The first step of any report generation from scratch is data preparation.
Suffice it to say that R has many tools to expedite that process.  For instance,
the [`tidyverse`](https://www.tidyverse.org/) provides several packages for getting
data into a nice, _tidy_ format for modeling and visualization.  We will presume
that you have your data structured the way that you want and focus on getting
that presentation into Excel.

## Functional Cell Styles

The `CellStyle` class in the `xlsx` package makes possible many of the desirable
traits of a good Excel report - Borders, DataFormats, Alignment, Font, and Fill.
While a bit verbose to type at times, the `+` operator is implemented to make
*building* these styles more natural.  For instance, we might define a theme
which has a standard selection of fonts, colors, and formats.

```{r theme}

## fonts require a workbook
createFonts <- function(wb) {
  list(
    data = Font(wb, heightInPoints = 11, name='Arial')
    , title = Font(wb, heightInPoints = 16, name='Arial', isBold = TRUE)
    , subtitle = Font(wb, heightInPoints = 13, name='Arial', isBold = FALSE, isItalic = TRUE)
  )
}

## alignment
alignLeft <- Alignment(horizontal='ALIGN_LEFT', vertical='VERTICAL_CENTER', wrapText = TRUE)
alignCenter <- Alignment(horizontal='ALIGN_CENTER', vertical='VERTICAL_CENTER', wrapText=TRUE)

## data formats
dataFormatDate <- DataFormat('m/d/yyyy')
dataFormatNumberD <- DataFormat('0.0')

## fill
fillPrimary <- Fill('#cc0000','#cc0000','SOLID_FOREGROUND')
fillSecondary <- Fill('#ff6666','#ff6666','SOLID_FOREGROUND')

```

Once we have defined such standard cell-styles, it is straightforward to use
them with the additive CellStyle framework.

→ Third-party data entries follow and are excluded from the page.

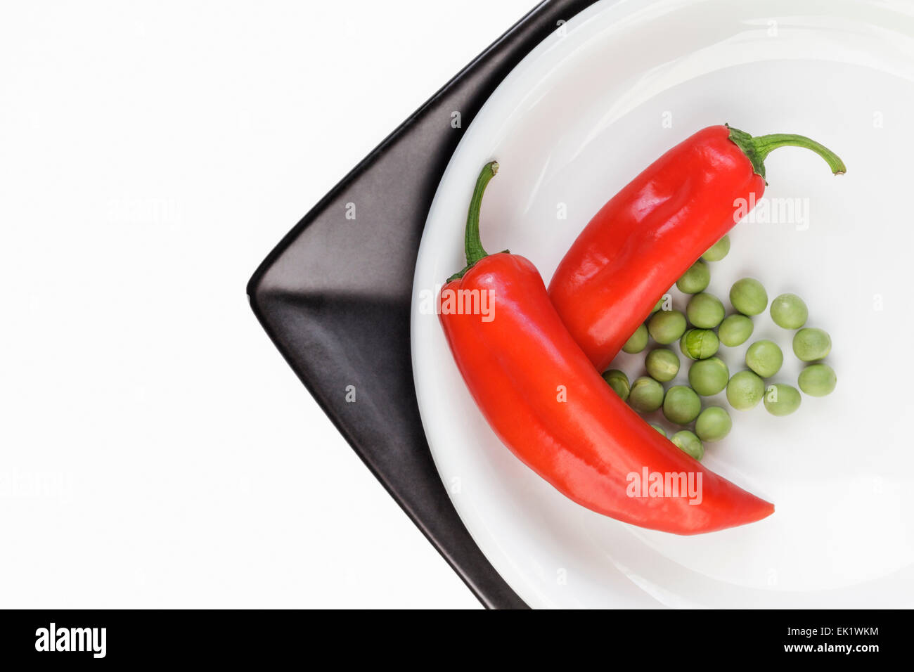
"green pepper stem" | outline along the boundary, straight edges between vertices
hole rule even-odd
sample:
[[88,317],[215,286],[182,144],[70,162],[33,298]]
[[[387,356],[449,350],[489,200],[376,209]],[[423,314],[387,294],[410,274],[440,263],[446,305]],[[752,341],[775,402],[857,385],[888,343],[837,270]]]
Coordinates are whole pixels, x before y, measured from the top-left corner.
[[730,140],[739,147],[752,164],[756,174],[765,177],[765,158],[778,147],[805,147],[822,156],[834,175],[844,175],[847,172],[845,162],[824,144],[807,138],[805,135],[793,133],[771,133],[752,137],[745,131],[730,127]]
[[483,247],[483,241],[479,235],[479,211],[483,207],[483,195],[485,193],[485,187],[497,172],[498,162],[491,161],[483,166],[479,177],[476,178],[476,186],[473,189],[473,197],[470,199],[470,209],[466,213],[466,232],[463,239],[463,247],[466,251],[466,267],[448,278],[449,283],[452,280],[462,278],[463,273],[473,268],[479,260],[489,254]]

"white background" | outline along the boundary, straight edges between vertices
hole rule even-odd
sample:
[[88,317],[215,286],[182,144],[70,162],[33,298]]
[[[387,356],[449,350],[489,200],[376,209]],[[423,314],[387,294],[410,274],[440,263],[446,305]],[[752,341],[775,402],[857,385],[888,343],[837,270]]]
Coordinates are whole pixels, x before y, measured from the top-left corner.
[[532,0],[0,17],[0,607],[478,607],[245,283]]

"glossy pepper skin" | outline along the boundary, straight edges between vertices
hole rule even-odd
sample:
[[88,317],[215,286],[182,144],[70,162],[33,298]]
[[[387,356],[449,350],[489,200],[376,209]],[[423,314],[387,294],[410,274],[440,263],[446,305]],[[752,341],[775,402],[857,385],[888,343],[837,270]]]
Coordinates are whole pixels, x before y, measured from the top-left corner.
[[[480,198],[496,167],[484,169]],[[478,217],[475,194],[474,202]],[[441,323],[467,388],[505,446],[578,504],[643,528],[697,534],[773,512],[771,504],[702,467],[630,409],[574,342],[533,264],[506,252],[486,255],[481,245],[471,250],[473,219],[471,205],[467,268],[441,288]],[[491,319],[457,312],[460,290],[488,293]],[[692,473],[696,483],[700,475],[700,503],[690,504],[687,492],[629,496],[630,475],[645,467]]]
[[836,175],[845,170],[834,153],[801,135],[752,137],[710,126],[651,164],[594,216],[559,262],[549,297],[598,369],[761,197],[765,157],[788,145],[816,152]]

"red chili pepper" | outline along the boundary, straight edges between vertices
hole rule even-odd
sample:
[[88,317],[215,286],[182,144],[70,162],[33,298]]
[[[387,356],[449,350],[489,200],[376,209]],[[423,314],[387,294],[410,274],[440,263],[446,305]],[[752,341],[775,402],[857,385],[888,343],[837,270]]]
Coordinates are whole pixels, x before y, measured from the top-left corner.
[[[479,209],[496,170],[487,165],[476,183],[467,266],[441,288],[439,309],[454,361],[502,443],[563,495],[643,528],[697,534],[772,513],[771,504],[703,468],[612,391],[562,325],[530,261],[486,254]],[[652,490],[654,475],[686,492]]]
[[802,135],[752,137],[729,126],[698,131],[654,161],[590,220],[566,253],[549,297],[600,370],[674,283],[754,207],[764,160],[806,147],[845,171],[834,153]]

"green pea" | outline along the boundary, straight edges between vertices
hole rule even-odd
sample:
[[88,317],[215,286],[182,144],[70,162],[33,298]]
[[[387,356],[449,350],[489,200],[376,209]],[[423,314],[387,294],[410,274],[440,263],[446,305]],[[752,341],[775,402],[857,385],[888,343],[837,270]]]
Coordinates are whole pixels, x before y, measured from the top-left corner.
[[728,347],[741,346],[752,336],[752,320],[744,315],[735,315],[724,318],[717,329],[717,337]]
[[679,373],[679,357],[668,347],[651,350],[644,359],[648,375],[662,383],[668,382]]
[[765,390],[765,408],[771,415],[790,415],[800,408],[800,392],[790,385],[769,385]]
[[733,429],[730,414],[719,406],[708,406],[695,421],[695,433],[702,441],[720,441]]
[[676,448],[696,460],[701,460],[705,456],[705,446],[701,444],[701,439],[688,430],[680,430],[670,438],[670,441]]
[[757,315],[768,305],[768,293],[755,278],[743,278],[730,287],[730,303],[744,315]]
[[831,394],[838,382],[834,369],[827,364],[810,364],[800,372],[800,389],[811,397]]
[[664,417],[676,424],[688,424],[701,412],[701,400],[685,385],[674,385],[664,399]]
[[654,412],[664,404],[664,386],[649,376],[636,378],[628,402],[639,413]]
[[707,289],[711,282],[711,269],[707,261],[699,259],[676,281],[676,287],[686,294],[696,294]]
[[622,346],[622,352],[628,352],[634,354],[636,352],[641,352],[645,347],[647,347],[647,327],[642,325],[637,329],[634,330],[634,334],[625,341],[625,345]]
[[762,378],[771,378],[781,370],[784,353],[774,341],[756,341],[746,350],[746,366]]
[[719,240],[707,249],[707,251],[701,255],[706,261],[719,261],[730,251],[730,237],[724,235]]
[[686,331],[686,315],[678,310],[661,310],[651,315],[647,330],[657,343],[668,346]]
[[718,357],[702,359],[688,369],[688,384],[702,397],[724,391],[730,379],[730,369]]
[[711,329],[689,329],[679,339],[679,349],[689,359],[707,359],[718,347],[720,341]]
[[666,438],[666,430],[664,430],[664,429],[663,427],[661,427],[661,426],[660,426],[659,424],[654,424],[654,422],[652,422],[652,423],[651,423],[651,426],[652,426],[652,427],[653,427],[654,429],[655,429],[655,430],[656,430],[657,432],[660,432],[661,434],[663,434],[663,435],[664,435],[664,438]]
[[702,329],[713,329],[719,325],[725,312],[723,302],[707,292],[695,294],[686,306],[688,321]]
[[832,351],[832,338],[822,329],[805,327],[793,335],[793,354],[803,362],[824,359]]
[[609,383],[616,394],[622,397],[622,401],[628,399],[630,386],[628,376],[618,368],[611,368],[609,371],[603,372],[603,379]]
[[781,294],[771,302],[771,319],[785,329],[799,329],[809,318],[806,304],[796,294]]
[[758,406],[765,394],[765,383],[752,371],[739,371],[727,383],[727,400],[737,411]]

```{r prep_for_report, include=FALSE}
## todo: fix the xlsx jars being available when generating vignette
#.jaddClassPath(rprojroot::is_r_package$find_file('inst/java/rexcel-0.5.1.jar'))
```

```{r build_report, results='hide'}
## The dataset
numbercol <- 9
mydata <- as.data.frame(lapply(1:numbercol,function(x){runif(15, 0,200)}))
mydata <- setNames(mydata,paste0('col',1:numbercol))

## Build report
wb <- createWorkbook()
sh <- createSheet(wb, 'Report')
f <- createFonts(wb)

headerrow <- createRow(sh, 1:2)
headercell <- createCell(headerrow, 1:ncol(mydata))

## title
addMergedRegion(sh,1,1,1,ncol(mydata))
lapply(headercell[1,],function(cell) {
  setCellValue(cell, 'Title of Report')
  setCellStyle(cell, CellStyle(wb) + f$title + alignCenter)
})

## subtitle
addMergedRegion(sh, 2,2, 1,ncol(mydata))
lapply(headercell[2,],function(cell) {
  setCellValue(cell, 'A fantastic report about nothing')
  setCellStyle(cell, CellStyle(wb) + f$subtitle + alignCenter )
})

## cell styles for data
cslist <- lapply(1:ncol(mydata), function(x){CellStyle(wb) + f$data + alignCenter + dataFormatNumberD})
cslist[1:2] <- lapply(cslist[1:2], function(x){x + alignLeft}) ## left align first two columns

## add data
workrow <- 4

addDataFrame(mydata, sh
             , col.names=TRUE
             , row.names = FALSE
             , startRow = workrow
             , startColumn = 1 
             , colStyle = setNames(cslist,1:numbercol)
             , colnamesStyle = CellStyle(wb) + f$subtitle + alignCenter + fillPrimary
             )

workrow <- workrow + nrow(mydata) + 1 ## + 1 for header

## add total row... sorta 
## - (just the first row because I am lazy)
addDataFrame(mydata[1,], sh
             , col.names=FALSE
             , row.names=FALSE
             , startRow = workrow
             , startColumn = 1
             , colStyle = setNames(lapply(cslist,function(x){x + fillSecondary}),1:numbercol)
             )

saveWorkbook(wb, 'excel_report.xlsx')

```

Once you get used to some of the verbosity, the elegance of automatically
creating nicely formatted Excel reports on a UNIX platform from R begins to
shine.  Further, with a bit of work implementing an R API, we get the benefit of
a robust Java community debugging issues behind the scenes at Apache.  If you
would like to contribute on improving the R API and adding functionality, you
can do so [on github](https://github.com/colearendt/xlsx).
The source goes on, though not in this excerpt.